Terraform Multi-Layer Architecture: Bootstrap, Foundation, Platform, Application
One of the most common mistakes in Terraform projects is putting everything into a single state file. A monolithic state works fine at the start — until a botched terraform apply on the application layer accidentally destroys the VPC, taking down every environment at once. Or a developer who only needs to deploy a Lambda function gets blocked because someone else is applying a database change and the state file is locked.
Multi-layer architecture solves this by splitting infrastructure into independent stacks with clear ownership boundaries. Each layer has its own state file, its own IAM role, and its own deployment cadence. Changes to the application layer never touch the networking layer. A mistake in the platform layer cannot accidentally terminate EC2 instances in the application layer.
This article walks through a four-layer model — Bootstrap, Foundation, Platform, Application — explains the chicken-and-egg bootstrapping problem that trips up almost every new Terraform project, and provides the patterns and code to implement it correctly from the start.
The Chicken and the Egg Problem
Every Terraform best-practice guide says to store state remotely — in an S3 bucket with a DynamoDB table for locking.
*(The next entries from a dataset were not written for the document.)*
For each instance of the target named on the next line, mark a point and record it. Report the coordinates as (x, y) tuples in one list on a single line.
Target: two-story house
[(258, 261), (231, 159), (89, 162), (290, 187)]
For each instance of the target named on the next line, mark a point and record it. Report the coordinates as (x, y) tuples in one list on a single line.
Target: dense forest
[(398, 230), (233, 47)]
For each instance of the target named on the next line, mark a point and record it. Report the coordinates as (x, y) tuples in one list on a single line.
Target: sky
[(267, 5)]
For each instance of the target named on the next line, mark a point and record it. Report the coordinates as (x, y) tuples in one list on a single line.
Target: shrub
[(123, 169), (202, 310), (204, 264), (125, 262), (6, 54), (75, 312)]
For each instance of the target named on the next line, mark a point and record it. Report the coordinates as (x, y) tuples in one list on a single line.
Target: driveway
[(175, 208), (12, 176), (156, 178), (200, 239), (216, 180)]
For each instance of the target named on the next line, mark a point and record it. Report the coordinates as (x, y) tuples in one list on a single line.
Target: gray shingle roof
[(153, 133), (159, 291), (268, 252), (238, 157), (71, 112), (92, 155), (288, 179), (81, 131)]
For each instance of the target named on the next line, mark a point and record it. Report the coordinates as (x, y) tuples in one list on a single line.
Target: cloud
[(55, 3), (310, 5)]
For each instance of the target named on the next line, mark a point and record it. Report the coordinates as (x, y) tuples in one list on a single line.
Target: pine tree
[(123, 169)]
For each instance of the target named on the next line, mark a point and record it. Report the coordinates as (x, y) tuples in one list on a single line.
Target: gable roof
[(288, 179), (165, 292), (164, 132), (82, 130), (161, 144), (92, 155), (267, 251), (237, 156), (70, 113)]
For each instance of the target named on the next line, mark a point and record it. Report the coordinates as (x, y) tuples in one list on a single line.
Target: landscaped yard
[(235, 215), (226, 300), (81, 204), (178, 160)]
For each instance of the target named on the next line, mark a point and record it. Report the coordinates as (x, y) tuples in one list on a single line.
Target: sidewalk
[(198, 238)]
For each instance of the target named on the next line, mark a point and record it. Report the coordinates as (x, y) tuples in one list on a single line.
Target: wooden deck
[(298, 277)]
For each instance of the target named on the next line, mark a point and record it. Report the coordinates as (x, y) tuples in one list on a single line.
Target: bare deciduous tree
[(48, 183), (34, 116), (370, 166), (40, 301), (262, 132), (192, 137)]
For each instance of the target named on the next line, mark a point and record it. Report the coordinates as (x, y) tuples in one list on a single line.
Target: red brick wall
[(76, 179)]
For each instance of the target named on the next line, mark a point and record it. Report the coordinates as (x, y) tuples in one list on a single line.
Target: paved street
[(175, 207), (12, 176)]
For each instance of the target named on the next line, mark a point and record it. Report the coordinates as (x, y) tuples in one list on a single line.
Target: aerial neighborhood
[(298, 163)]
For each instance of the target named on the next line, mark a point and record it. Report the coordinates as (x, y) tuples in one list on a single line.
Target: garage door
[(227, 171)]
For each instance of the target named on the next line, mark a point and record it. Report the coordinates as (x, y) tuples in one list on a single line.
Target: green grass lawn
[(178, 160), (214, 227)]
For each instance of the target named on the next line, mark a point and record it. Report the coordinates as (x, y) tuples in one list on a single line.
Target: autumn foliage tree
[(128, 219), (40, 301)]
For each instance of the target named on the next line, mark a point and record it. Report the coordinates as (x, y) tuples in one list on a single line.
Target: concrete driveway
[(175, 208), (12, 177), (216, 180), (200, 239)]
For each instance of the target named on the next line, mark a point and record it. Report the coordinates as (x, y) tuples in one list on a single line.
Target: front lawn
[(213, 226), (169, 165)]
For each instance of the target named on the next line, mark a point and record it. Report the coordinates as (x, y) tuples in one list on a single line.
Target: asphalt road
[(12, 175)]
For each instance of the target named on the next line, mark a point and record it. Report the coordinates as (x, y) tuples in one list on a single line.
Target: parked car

This is correct. But it creates an immediate contradiction:
You need Terraform to create the S3 bucket. But you need the S3 bucket to store Terraform’s state.
This is the bootstrap problem, and it has exactly one clean solution: start with local state, create the bucket, then migrate.
The wrong approaches:
- Create the bucket manually in the console — now you have unmanaged infrastructure that Terraform does not know about, and you will eventually drift.
- Import the manually-created bucket — better, but still fragile if the import step is not documented.
- Use
terraform applywith local backend forever — state lives on a developer’s laptop. One disk wipe and you lose all state.
The right approach:
# bootstrap/backend.tf — start with local state
terraform {
backend "local" {
path = "terraform.tfstate"
}
}
Apply the bootstrap layer once with local state to create the S3 bucket, DynamoDB table, and KMS key. Then migrate:
# After initial apply, migrate to the S3 backend
terraform init -migrate-state
Update backend.tf to point to the newly created bucket:
# bootstrap/backend.tf — after migration
terraform {
backend "s3" {
bucket = "my-project-terraform-state"
key = "bootstrap/terraform.tfstate"
region = "us-east-1"
encrypt = true
kms_key_id = "arn:aws:kms:us-east-1:ACCOUNT_ID:key/KEY_ID"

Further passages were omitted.